For the second quarter of Year 21, I expected moderately strong growth, mainly due to the lower base effect as Malaysia’s economic growth declined in the same quarter of the previous year when MCO was first introduced.

MIDF Research indicated that this could be a bullish risk as the actual numbers could be stronger than expected, as evidenced by recent data releases for March 2021, as exports will continue to be supported by increased external demand from major trading partners.

However, Fitch Solutions revised its 2021 GDP growth forecast for Malaysia to 4.9% from 10.0% previously, due to the country’s ongoing restrictions on non-core retail trade, movement restrictions, and limited financial space to provide renewed support.

It said that the recent closure will lead to a return of unemployment, which will significantly reduce the chances of a recovery in domestic demand.

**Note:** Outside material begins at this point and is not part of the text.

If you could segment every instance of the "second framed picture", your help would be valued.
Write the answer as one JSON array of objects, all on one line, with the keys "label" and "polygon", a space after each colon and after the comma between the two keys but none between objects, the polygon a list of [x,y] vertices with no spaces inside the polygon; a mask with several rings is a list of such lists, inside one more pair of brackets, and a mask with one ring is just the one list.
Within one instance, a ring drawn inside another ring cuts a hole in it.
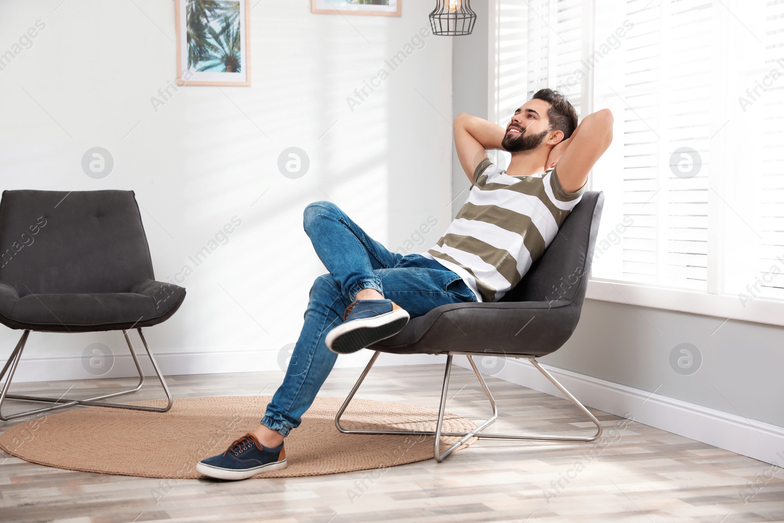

The rating agency’s research unit added that government consumption is unlikely to provide meaningful support.

Fitch Solutions expects the unemployment rate in 2021 to remain high, as companies recover slowly and job opportunities increase.

As such, we expect unemployment to start declining only from the second half of year 21 onwards. Additionally, we see a slight uptick in inflation during 2021, as increased demand from the second half of Year 21 puts upward pressure on prices.

However, this level of inflationary pressure is not expected to have a significant impact on its outlook for Malaysia.